Si, après des soins efficaces, l’alcoolique est réintroduit dans un milieu familial hostile, ne voulant lui restituer ni sa dignité ni ses responsabilités, lui reprochant constamment son passé, il est à craindre qu’il rechute rapidement. A quoi bon s’être soigné, amendé, s’il faut continuer à vivre sous un statut infériorisant, dans une atmosphère empuantie par le rappel constant du passé ? Autant reboire pour oublier, voilà ce que se dira un alcoolique réinséré dans ces conditions.

Or, l’expérience prouve que, dans presque tous les cas, l’entourage familial, très sensible aux arguments des accompagnants intervenant auprès de lui, accepte de tenter l’essai proposé.
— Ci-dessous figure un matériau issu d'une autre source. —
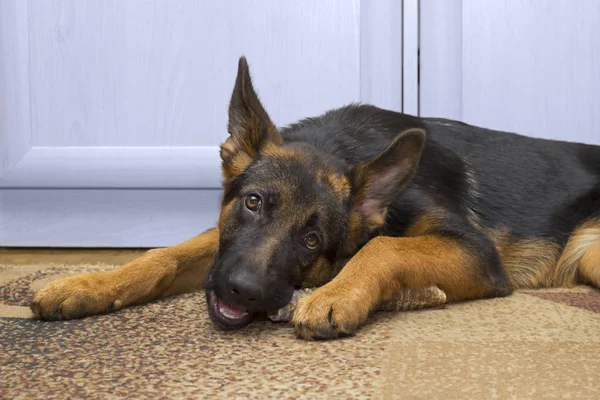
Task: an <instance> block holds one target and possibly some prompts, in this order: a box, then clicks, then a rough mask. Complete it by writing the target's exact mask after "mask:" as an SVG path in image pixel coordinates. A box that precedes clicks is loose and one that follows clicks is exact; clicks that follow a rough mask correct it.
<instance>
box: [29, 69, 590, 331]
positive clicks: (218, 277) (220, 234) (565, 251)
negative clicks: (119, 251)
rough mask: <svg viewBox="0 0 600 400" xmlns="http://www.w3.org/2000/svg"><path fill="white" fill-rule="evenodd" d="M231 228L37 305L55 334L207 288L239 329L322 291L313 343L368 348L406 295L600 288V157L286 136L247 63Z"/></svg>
mask: <svg viewBox="0 0 600 400" xmlns="http://www.w3.org/2000/svg"><path fill="white" fill-rule="evenodd" d="M228 132H229V137H228V138H227V140H226V141H225V142H224V143H223V144H222V145H221V147H220V156H221V159H222V173H223V197H222V206H221V210H220V214H219V216H218V222H217V226H216V227H215V228H214V229H211V230H208V231H206V232H204V233H202V234H200V235H199V236H197V237H195V238H193V239H191V240H189V241H187V242H185V243H182V244H179V245H176V246H173V247H168V248H160V249H153V250H150V251H148V252H147V253H145V254H144V255H143V256H141V257H140V258H139V259H137V260H134V261H133V262H131V263H129V264H126V265H124V266H122V267H120V268H118V269H116V270H112V271H108V272H100V273H91V274H85V275H79V276H74V277H69V278H65V279H61V280H58V281H55V282H53V283H52V284H51V285H50V286H49V287H47V288H45V289H43V290H41V291H39V292H38V293H37V294H35V295H34V298H33V301H32V303H31V309H32V311H33V312H34V314H35V315H36V316H37V317H38V318H40V319H43V320H57V319H72V318H80V317H84V316H88V315H92V314H98V313H105V312H110V311H114V310H118V309H120V308H122V307H125V306H128V305H131V304H140V303H144V302H148V301H151V300H154V299H157V298H161V297H166V296H171V295H176V294H180V293H186V292H191V291H194V290H199V289H201V288H204V290H205V292H206V298H207V305H208V310H209V314H210V317H211V319H212V321H213V322H214V324H215V326H217V327H218V328H220V329H239V328H241V327H243V326H245V325H247V324H248V323H249V322H250V321H251V320H252V319H253V318H255V317H256V316H257V315H260V314H262V313H265V312H268V311H269V310H276V309H279V308H281V307H283V306H285V305H286V304H288V303H289V302H290V299H291V298H292V294H293V292H294V290H296V289H298V288H316V290H314V292H312V294H310V295H309V296H307V297H305V298H303V299H301V300H300V302H299V303H298V304H297V307H296V309H295V311H294V314H293V317H292V321H291V322H292V325H293V327H294V332H295V334H296V335H297V336H298V337H300V338H303V339H333V338H339V337H343V336H348V335H352V334H354V333H355V332H356V331H357V330H358V329H359V328H360V327H361V326H363V325H364V324H366V323H367V321H368V318H369V316H370V314H372V313H373V312H374V311H377V310H378V309H379V308H380V307H381V305H382V304H385V303H388V302H390V301H394V299H395V298H396V297H397V296H398V293H400V292H402V290H405V289H407V288H408V289H410V290H415V291H419V290H425V288H427V287H430V286H431V285H435V286H437V287H438V288H439V289H441V290H442V291H443V292H444V293H445V294H446V296H447V300H448V301H449V302H459V301H467V300H476V299H484V298H492V297H501V296H508V295H510V294H511V293H512V292H513V291H514V290H516V289H533V288H550V287H568V286H572V285H575V284H580V283H583V284H589V285H592V286H595V287H598V286H600V147H599V146H592V145H585V144H580V143H570V142H561V141H553V140H544V139H534V138H530V137H526V136H521V135H517V134H513V133H506V132H499V131H493V130H488V129H484V128H480V127H475V126H471V125H468V124H465V123H461V122H457V121H451V120H446V119H438V118H419V117H415V116H410V115H406V114H401V113H398V112H394V111H388V110H383V109H380V108H377V107H374V106H370V105H361V104H351V105H348V106H345V107H342V108H339V109H336V110H332V111H328V112H326V113H325V114H323V115H321V116H319V117H316V118H308V119H305V120H302V121H300V122H298V123H295V124H293V125H290V126H288V127H285V128H282V129H278V128H277V127H275V125H274V124H273V123H272V122H271V119H270V118H269V115H268V114H267V112H266V111H265V109H264V107H263V105H262V104H261V102H260V101H259V98H258V96H257V94H256V92H255V90H254V88H253V85H252V81H251V78H250V72H249V68H248V64H247V61H246V59H245V58H244V57H242V58H240V60H239V66H238V74H237V78H236V81H235V86H234V90H233V93H232V97H231V101H230V105H229V123H228Z"/></svg>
Il reste toujours un peu d’amour enfoui au fond du cœur d’une femme, et celui qui, par l’apport d’une information, fait naître l’espoir d’une reconstitution d’un foyer heureux, même si la femme a dû se résoudre à quitter le foyer ou à en exclure l’alcoolique, est à même de pouvoir raviver cet amour. Il faut reconnaître objectivement que, lorsque c’est la femme qui boit, le mari comprend beaucoup plus difficilement la nécessité de consentir aux efforts suggérés pour pouvoir sauver le foyer.
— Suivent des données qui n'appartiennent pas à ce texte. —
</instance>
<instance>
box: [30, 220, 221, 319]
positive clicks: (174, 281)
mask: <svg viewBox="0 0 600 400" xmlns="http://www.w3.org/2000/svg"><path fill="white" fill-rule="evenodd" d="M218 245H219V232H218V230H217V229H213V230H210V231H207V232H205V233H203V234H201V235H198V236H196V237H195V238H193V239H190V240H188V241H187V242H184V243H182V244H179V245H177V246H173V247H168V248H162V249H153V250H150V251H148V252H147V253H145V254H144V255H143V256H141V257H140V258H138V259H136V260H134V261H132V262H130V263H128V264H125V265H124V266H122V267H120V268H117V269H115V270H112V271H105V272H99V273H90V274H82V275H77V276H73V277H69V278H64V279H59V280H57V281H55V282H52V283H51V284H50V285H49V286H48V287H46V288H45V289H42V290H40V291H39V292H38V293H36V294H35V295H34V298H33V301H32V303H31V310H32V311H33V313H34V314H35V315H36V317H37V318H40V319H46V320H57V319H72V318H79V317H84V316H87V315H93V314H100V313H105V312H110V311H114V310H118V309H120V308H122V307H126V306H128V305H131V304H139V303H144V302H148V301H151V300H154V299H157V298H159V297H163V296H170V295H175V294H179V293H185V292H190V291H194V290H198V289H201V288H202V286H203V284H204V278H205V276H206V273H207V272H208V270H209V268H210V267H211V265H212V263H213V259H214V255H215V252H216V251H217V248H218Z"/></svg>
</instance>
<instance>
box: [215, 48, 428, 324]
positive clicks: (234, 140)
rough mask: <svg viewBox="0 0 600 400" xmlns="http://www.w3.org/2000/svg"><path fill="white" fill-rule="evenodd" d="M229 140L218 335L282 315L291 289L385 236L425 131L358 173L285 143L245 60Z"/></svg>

Le tableau est le même en ce qui concerne le milieu professionnel. Les débordements de tous ordres de l’alcoolique ont conduit les collègues et les chefs à l’exclure de la collectivité de travail. Absences, malfaçons, manifestations intempestives, accidents, perte des qualités professionnelles, indignité, ont conduit à son isolement et à la volonté ouvertement exprimée de s’en débarrasser.

Il importe donc, pour l’accompagnant, d’aller également porter l’information dans l’entourage professionnel immédiat. Il faut amener cet entourage à une appréciation objective des choses, lui suggérer des règles de conduite vis-à-vis de l’alcoolique réinséré, dans le but, non seulement d’éviter la rechute, mais aussi d’aider l’alcoolique à récupérer ses aptitudes professionnelles, à retrouver l’estime de ses chefs, de ses collègues, des agents qu’il pouvait avoir sous ses ordres, en un mot, à reprendre sa véritable place dans la collectivité de travail.